Nothing went as planned. Our Navy skipper had gotten the hell shot out of him during the invasion of Italy, and he wanted to dump us and get out of there. He started letting the ramp down prematurely, which exposed us to the Germans’ machine-gun fire. I didn’t have long to worry about it, though. One minute I was crouched behind the LCT’s lowering ramp, rifle in one hand and lead rope in the other. The next minute, I was hurtling through the air sans rifle and rope. We’d hit an underwater mine. It had blown the ramp off and sent me flying. I felt weightless, which seemed impossible given my boots and heavy equipment. When I landed in front of the crippled LCT, it occurred to me that I was dead meat if the current pulled me under and the propellers caught me up. My clothing inflated, keeping me afloat, and I could hear bullets hitting the side of the craft and men in the water screaming for help.

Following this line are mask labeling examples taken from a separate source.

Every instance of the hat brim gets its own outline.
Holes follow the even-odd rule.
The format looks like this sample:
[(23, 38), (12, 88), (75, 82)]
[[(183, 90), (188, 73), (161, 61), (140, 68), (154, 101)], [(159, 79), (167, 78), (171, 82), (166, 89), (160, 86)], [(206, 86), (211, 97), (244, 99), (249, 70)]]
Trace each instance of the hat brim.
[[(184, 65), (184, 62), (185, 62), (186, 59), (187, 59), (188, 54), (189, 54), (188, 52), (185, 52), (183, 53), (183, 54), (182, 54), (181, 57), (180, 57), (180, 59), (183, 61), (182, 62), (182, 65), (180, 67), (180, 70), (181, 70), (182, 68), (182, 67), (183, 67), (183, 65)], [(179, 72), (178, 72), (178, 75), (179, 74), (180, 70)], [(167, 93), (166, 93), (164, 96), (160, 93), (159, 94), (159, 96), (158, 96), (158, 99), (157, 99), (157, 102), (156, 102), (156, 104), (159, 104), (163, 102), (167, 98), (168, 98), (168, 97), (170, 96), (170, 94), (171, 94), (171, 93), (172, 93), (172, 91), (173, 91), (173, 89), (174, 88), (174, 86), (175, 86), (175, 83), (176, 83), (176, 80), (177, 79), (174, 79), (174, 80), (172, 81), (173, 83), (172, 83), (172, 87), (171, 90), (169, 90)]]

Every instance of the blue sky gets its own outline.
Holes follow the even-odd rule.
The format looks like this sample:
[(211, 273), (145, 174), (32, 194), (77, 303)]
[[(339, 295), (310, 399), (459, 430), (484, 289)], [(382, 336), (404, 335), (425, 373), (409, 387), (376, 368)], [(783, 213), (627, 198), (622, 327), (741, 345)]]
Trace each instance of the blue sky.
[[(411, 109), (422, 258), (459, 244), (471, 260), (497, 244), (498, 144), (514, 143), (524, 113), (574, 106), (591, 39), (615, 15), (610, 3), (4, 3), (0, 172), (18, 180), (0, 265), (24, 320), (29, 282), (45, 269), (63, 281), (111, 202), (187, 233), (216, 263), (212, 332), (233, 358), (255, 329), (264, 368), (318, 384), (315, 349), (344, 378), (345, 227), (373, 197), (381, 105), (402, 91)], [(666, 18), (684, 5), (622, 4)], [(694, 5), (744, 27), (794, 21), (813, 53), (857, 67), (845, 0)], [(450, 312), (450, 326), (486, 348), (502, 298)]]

"Need a hand?" someone hollered at me. I looked up and saw one of the Navy crewmen looking down at me over the side of the beached LCT. The sailor threw me a line and pulled me aboard. Except for the two of us, the craft was deserted. The water was knee-deep. None of our self-propelled guns had debarked.
The sailor offered me an almost empty bottle of bourbon. I grabbed it and took a swig. When I tried to hand the bottle back, he shook his head and said, "You finish it. I’ve had plenty."
I finished the whiskey, jumped off the landing craft and started wading to shore. The water was blood red. On the beach, bullets were flying, tanks were burning and men were bunched up behind the seawall. I took shelter in a shell crater, trying to get my bearings. The Germans at the top of the bluffs had their machine guns trained on every inch of the sand. I knew if I stayed there, I’d be killed, so I took off running toward the seawall.